Naturalization is the process by which a foreign national can acquire U.S. citizenship through application. In order to successfully naturalize, the foreign national must meet certain criteria, as follows:

1.The ability to read, write and speak basic English;

2. The ability to pass a test on U.S. history and government;

3. Must be a permanent resident (“green card” holder) for at least 5 years (if married to a U.S. citizen and “living in marital union,” the requirement is 3 years);

4. Must have been physically present in the U.S. for at least half of that 5- or 3-year period, in the aggregate;

5. Must not have “abandoned” their residence in the U.S. by relocating to another country with the intention to live and work there permanently; and

6. Must be a person of “good moral character.”

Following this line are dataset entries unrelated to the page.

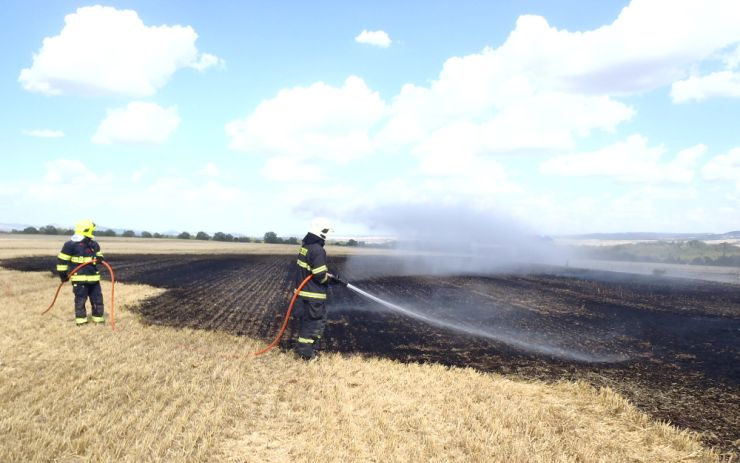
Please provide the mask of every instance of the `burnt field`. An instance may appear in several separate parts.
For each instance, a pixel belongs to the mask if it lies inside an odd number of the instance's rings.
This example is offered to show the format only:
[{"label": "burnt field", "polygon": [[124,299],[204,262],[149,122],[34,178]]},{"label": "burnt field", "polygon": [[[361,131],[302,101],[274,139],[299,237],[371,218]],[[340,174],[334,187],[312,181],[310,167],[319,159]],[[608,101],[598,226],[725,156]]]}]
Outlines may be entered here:
[{"label": "burnt field", "polygon": [[[378,268],[380,261],[393,268],[390,259],[353,257],[347,268]],[[119,281],[168,289],[139,308],[149,323],[269,342],[287,308],[294,262],[293,256],[155,254],[120,255],[111,265]],[[49,271],[55,263],[34,257],[0,265]],[[342,273],[345,261],[330,266]],[[332,287],[326,351],[610,386],[652,417],[738,451],[739,286],[554,268],[345,276],[413,316]]]}]

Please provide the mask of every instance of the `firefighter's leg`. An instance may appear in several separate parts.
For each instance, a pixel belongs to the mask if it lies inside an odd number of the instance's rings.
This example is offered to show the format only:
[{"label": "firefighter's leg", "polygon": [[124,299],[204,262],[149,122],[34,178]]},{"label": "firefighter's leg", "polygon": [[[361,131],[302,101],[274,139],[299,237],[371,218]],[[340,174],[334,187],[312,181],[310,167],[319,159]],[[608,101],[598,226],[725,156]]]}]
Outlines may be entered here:
[{"label": "firefighter's leg", "polygon": [[85,309],[88,293],[87,285],[84,283],[73,283],[72,292],[75,294],[75,323],[84,325],[87,323],[87,309]]},{"label": "firefighter's leg", "polygon": [[296,343],[298,342],[298,333],[301,330],[301,321],[303,320],[303,304],[303,298],[298,299],[295,306],[293,307],[293,312],[291,312],[290,314],[286,336],[283,336],[283,339],[285,340],[284,347],[286,349],[296,348]]},{"label": "firefighter's leg", "polygon": [[326,303],[325,302],[311,302],[311,313],[316,317],[316,324],[314,325],[313,338],[314,338],[314,351],[321,350],[322,340],[324,339],[324,328],[326,327]]},{"label": "firefighter's leg", "polygon": [[100,282],[88,284],[90,296],[90,302],[92,303],[92,321],[93,323],[103,323],[104,306],[103,306],[103,290],[100,288]]},{"label": "firefighter's leg", "polygon": [[320,301],[304,300],[301,329],[298,332],[297,352],[305,359],[316,355],[321,335],[324,333],[326,306]]},{"label": "firefighter's leg", "polygon": [[309,301],[302,299],[302,307],[299,310],[298,339],[296,340],[296,352],[304,359],[313,357],[313,339],[311,338],[311,318],[309,317]]}]

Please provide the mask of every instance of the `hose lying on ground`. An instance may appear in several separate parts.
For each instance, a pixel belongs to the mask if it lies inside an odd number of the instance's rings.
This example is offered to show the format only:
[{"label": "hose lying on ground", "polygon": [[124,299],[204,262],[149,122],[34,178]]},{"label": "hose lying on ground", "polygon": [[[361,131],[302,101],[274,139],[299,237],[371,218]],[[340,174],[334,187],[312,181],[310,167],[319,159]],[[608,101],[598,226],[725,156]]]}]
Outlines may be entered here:
[{"label": "hose lying on ground", "polygon": [[[116,273],[113,271],[113,268],[108,265],[108,262],[106,261],[100,261],[105,267],[108,269],[108,272],[110,272],[110,302],[111,302],[111,309],[110,309],[110,326],[111,329],[116,329]],[[41,315],[44,315],[46,312],[50,311],[52,307],[54,307],[54,304],[57,302],[57,297],[59,297],[59,291],[62,289],[62,286],[64,283],[68,282],[70,278],[72,278],[72,275],[77,273],[82,267],[85,267],[87,265],[90,265],[92,263],[96,263],[96,261],[90,261],[90,262],[84,262],[77,267],[73,268],[71,272],[67,274],[67,279],[59,283],[59,287],[57,288],[57,292],[54,293],[54,299],[51,301],[51,304],[49,307],[41,312]]]},{"label": "hose lying on ground", "polygon": [[306,286],[306,283],[308,283],[308,280],[310,280],[311,278],[313,278],[313,274],[308,275],[301,282],[301,284],[298,285],[298,288],[293,293],[293,298],[290,300],[290,305],[288,306],[288,311],[285,312],[285,318],[283,319],[283,326],[280,327],[280,331],[278,332],[277,337],[267,347],[265,347],[262,350],[258,350],[257,352],[255,352],[254,353],[255,357],[258,356],[258,355],[262,355],[265,352],[270,351],[273,347],[275,347],[275,346],[278,345],[278,343],[280,342],[280,338],[282,338],[283,337],[283,333],[285,333],[285,328],[288,327],[288,322],[290,321],[290,313],[293,311],[293,305],[295,305],[295,300],[298,298],[298,293],[301,292],[301,290],[303,289],[303,287]]}]

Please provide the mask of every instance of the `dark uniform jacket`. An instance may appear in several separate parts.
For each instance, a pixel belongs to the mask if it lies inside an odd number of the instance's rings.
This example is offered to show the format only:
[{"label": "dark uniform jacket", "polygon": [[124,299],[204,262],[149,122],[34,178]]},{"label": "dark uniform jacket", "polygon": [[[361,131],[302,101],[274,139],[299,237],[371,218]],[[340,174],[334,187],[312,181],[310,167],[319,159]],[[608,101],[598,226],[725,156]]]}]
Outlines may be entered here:
[{"label": "dark uniform jacket", "polygon": [[[72,271],[78,265],[91,262],[93,259],[103,260],[100,245],[97,241],[85,237],[82,241],[67,241],[62,246],[62,251],[57,255],[57,272],[66,277],[67,272]],[[100,281],[100,272],[96,264],[82,267],[72,277],[73,283],[87,283]]]},{"label": "dark uniform jacket", "polygon": [[329,282],[329,268],[326,266],[326,251],[324,240],[309,233],[303,238],[301,249],[298,251],[298,270],[296,272],[296,288],[308,276],[313,275],[299,296],[314,299],[326,299],[326,287]]}]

Applicants for naturalization go through a screening process to determine whether they have any arrests or convictions. They must demonstrate that they are persons of “good moral character.” This typically means, among other things, no crimes, timely filing of tax returns and no tax debt outstanding, and proof that the applicant is current on any obligations for child or spousal support. The English language and history requirements can be especially challenging for older applicants, and individuals who may never have learned to read or write in any language. These requirements cannot be waived, however, unless there is a medical condition that makes it impossible for the applicant to acquire and retain new information. If the applicant meets all of the criteria and passes the test, he/she takes the oath of allegiance to the United States and becomes a U.S. citizen.

Summary

U.S. law and policy on immigration, including citizenship, is indeed fascinating and tells us a great deal about how we as a people view ourselves. Future articles will focus on, among other things, the differences between citizenship, lawful permanent residence, and other immigration statuses; the concept of “good moral character;” exceptions to certain of the naturalization requirements; and the finer points of birthright citizenship.